Last week, the item was Rob Lowe's essay about sending his son off to college.  Timed with the release of his book Love Life, the essay has been published by Slate.  It's not a super-long read, and I invite you to go read it before I share my take on it.
 

This is not a book review of Love Life, even though I used that label on this post.  I've only read the college essay they're pushing out in the publicity for the book.
  •  Facts highlighted by the essay or surfaced in subsequent Rob Lowe research - some striking, some not
    • Rob Lowe is ridiculously attractive and shared his genes with his son
    • Rob Lowe is still married to the mother of his two children as the older one goes off to college.  Impressive for a celebrity, especially given the above fact.
    • Love Life is Rob Lowe's third book! Look out, JK Rowling.
  • Gut reactions to the essay
    •  After being winningly honest about growing up as a child of divorce, Lowe demonstrates a need to be friends with his sons that feels not quite appropriate to the father-son relationship.  It feels a little dependent and clingy.  Maybe we all work to make up for what we saw as most glaringly missing or painful in our childhoods.  Having shuttled between his parents as a kid, it's apparently really important to Rob Lowe the Father to be very close and just one of the gang with his kids.  This is apparently backed up by an interview with Jimmy Kimmel in which he confesses to being an "inappropriate frat dad".
    • A fact relevant to the above: Lowe didn't go to college.  At the age at which he would have, he left home not for a campus full of his peers but for a 3-month movie shoot with grown-up actors and crew in Tulsa.  This does put an interesting spin on his life event of sending his own son off to college.
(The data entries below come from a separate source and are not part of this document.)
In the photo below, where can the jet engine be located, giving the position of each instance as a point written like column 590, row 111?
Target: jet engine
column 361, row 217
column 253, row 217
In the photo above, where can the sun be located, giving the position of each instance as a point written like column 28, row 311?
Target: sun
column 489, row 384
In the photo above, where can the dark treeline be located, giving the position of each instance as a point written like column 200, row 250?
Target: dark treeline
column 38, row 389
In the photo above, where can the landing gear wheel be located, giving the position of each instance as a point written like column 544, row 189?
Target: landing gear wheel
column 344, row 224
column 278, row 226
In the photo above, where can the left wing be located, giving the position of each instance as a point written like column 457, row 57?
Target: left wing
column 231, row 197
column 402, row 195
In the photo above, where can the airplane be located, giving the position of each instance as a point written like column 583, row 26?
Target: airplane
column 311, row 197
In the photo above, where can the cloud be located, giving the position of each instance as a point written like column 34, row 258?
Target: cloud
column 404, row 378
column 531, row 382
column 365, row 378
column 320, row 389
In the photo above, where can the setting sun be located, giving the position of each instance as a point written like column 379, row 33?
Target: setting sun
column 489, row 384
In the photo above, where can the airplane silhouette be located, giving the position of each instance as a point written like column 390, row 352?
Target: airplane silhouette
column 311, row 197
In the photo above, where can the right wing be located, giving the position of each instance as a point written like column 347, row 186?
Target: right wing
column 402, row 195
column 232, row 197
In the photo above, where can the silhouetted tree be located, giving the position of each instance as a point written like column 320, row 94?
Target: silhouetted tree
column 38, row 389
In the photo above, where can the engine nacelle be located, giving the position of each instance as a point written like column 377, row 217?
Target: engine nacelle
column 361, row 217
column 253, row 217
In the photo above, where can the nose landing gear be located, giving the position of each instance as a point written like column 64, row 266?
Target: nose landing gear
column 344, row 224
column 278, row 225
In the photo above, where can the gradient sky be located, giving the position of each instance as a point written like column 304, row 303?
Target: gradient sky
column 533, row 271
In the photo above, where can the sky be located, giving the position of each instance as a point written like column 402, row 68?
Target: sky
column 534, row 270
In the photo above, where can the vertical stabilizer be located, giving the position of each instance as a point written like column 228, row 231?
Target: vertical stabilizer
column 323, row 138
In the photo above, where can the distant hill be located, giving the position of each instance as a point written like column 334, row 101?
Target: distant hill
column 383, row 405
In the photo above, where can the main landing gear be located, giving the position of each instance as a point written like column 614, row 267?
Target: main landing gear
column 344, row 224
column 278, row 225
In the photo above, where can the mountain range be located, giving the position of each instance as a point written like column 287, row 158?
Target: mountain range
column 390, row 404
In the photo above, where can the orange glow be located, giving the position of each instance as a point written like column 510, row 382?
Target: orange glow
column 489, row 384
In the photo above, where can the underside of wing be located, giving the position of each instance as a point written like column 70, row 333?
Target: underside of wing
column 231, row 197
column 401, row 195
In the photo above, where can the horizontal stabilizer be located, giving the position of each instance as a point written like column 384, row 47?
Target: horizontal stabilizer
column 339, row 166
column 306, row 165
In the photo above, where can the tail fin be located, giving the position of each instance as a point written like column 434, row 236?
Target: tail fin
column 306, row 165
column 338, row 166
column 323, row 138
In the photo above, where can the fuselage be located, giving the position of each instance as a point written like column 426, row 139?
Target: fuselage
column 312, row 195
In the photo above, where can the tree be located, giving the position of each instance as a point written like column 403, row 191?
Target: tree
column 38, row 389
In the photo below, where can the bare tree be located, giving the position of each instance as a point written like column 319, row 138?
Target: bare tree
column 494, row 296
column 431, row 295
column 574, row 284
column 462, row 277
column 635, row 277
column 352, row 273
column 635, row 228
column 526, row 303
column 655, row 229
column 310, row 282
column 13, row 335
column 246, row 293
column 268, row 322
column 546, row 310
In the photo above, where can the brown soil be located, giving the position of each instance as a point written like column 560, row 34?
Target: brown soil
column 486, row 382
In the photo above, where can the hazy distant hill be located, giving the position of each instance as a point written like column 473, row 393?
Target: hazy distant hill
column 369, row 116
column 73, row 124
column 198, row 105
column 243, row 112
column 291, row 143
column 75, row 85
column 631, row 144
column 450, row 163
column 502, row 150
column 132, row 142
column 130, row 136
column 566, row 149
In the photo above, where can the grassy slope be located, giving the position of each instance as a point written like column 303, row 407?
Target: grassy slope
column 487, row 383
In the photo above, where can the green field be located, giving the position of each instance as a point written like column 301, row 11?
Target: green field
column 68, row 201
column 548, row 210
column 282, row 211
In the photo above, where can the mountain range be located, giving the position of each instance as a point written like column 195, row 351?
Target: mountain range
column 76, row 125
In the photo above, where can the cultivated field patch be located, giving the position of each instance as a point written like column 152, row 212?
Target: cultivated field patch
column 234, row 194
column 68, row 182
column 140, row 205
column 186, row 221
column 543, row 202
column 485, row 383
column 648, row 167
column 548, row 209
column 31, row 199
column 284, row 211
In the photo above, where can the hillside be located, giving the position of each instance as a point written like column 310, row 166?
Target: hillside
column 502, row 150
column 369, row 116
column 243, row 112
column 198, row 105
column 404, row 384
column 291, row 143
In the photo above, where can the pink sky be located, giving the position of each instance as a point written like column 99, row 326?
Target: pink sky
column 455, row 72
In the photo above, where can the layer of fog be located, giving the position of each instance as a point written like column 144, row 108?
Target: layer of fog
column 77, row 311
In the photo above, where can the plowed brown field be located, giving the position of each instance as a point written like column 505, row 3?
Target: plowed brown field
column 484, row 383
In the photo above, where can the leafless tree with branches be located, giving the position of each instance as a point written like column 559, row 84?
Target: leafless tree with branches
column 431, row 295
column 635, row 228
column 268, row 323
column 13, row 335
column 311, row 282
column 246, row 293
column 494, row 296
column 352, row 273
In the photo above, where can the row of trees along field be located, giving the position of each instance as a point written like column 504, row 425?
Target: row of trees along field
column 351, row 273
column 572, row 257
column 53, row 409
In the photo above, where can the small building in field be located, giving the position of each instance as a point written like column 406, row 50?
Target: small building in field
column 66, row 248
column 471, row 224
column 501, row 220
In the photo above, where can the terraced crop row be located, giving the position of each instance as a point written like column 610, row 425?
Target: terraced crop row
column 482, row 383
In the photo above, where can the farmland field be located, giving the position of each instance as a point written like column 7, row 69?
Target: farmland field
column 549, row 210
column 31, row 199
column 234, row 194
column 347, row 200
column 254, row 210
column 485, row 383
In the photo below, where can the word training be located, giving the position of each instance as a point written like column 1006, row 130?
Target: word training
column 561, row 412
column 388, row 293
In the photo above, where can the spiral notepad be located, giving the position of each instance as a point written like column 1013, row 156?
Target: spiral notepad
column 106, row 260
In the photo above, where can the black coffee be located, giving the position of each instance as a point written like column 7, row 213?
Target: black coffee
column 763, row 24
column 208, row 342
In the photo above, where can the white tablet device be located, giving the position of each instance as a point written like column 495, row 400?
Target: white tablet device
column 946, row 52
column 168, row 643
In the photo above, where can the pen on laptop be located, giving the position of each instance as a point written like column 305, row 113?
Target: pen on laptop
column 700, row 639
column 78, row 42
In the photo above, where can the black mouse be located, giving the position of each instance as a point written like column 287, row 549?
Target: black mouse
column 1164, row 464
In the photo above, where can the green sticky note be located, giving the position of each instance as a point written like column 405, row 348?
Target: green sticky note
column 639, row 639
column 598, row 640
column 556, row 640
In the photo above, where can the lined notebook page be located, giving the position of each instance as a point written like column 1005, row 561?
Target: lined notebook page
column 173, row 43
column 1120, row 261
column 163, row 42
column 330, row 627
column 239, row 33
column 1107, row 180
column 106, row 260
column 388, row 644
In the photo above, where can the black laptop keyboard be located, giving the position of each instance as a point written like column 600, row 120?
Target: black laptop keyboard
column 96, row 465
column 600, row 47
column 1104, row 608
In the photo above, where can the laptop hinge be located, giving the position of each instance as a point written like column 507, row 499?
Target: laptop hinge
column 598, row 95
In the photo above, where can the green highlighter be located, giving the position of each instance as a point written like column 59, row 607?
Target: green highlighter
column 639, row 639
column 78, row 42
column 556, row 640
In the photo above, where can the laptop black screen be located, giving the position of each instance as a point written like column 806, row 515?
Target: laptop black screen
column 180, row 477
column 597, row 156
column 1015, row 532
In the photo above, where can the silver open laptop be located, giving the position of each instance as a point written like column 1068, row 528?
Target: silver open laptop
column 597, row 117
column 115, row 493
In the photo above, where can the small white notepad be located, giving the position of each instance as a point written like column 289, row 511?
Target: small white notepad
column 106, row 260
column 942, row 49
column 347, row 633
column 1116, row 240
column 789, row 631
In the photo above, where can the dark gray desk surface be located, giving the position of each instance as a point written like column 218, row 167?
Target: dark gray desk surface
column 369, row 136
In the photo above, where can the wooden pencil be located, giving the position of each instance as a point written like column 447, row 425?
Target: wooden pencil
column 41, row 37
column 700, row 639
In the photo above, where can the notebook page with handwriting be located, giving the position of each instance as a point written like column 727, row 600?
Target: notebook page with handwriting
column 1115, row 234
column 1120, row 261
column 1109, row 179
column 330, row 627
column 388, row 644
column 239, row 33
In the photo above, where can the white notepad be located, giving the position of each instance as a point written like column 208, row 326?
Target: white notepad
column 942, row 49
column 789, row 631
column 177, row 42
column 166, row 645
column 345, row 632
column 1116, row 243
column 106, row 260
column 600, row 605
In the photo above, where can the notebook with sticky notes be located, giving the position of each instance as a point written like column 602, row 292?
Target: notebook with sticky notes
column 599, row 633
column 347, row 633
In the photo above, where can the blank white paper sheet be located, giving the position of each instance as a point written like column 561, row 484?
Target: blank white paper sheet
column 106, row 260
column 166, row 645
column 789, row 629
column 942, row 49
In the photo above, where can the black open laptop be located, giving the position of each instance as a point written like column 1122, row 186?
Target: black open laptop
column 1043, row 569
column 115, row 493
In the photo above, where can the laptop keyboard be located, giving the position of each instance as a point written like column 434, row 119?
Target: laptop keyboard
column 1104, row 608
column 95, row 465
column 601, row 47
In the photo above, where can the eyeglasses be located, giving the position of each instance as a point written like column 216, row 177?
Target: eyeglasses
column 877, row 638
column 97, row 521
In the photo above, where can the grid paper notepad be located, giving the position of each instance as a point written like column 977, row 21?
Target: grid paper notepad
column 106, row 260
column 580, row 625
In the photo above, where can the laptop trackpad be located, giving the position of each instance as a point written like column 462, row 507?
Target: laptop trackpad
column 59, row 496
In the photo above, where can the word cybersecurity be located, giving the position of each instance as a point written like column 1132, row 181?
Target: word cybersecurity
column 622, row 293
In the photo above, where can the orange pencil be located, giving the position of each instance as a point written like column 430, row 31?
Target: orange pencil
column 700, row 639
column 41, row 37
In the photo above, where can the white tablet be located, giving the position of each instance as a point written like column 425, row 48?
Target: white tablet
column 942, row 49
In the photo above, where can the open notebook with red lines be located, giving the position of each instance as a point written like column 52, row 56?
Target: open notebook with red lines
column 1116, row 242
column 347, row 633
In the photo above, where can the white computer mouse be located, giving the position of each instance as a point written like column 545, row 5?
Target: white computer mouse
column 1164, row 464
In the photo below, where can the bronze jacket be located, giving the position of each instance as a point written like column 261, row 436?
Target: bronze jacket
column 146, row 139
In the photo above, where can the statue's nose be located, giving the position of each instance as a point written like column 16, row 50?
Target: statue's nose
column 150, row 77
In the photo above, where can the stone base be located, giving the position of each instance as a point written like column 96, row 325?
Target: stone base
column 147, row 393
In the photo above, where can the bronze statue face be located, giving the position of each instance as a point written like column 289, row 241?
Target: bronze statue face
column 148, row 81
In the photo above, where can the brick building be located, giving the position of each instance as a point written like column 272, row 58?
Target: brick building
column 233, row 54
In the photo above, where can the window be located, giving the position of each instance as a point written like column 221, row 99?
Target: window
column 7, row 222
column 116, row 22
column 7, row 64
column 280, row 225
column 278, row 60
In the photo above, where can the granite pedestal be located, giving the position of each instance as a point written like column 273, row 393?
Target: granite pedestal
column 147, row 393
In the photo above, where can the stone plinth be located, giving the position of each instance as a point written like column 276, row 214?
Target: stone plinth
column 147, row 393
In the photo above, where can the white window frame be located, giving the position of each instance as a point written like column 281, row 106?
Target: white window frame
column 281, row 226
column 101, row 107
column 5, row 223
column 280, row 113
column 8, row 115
    • Being a celebrity does not inure one from being a proud papa.  He gushes so much about the incredibly competitive school his son went off to that I finally had to google what amazing institution this is.  Turns out it's Duke.  That means the president he quotes is my own beloved former professor Richard Brodhead; that was a cool upshot of my web stalking of Matthew Lowe.
  • It's a touching essay and definitely better than if he were unmoved by his beloved eldest's departure for college. 
 
Watch this space for my own version of this essay in six years, three months and six days.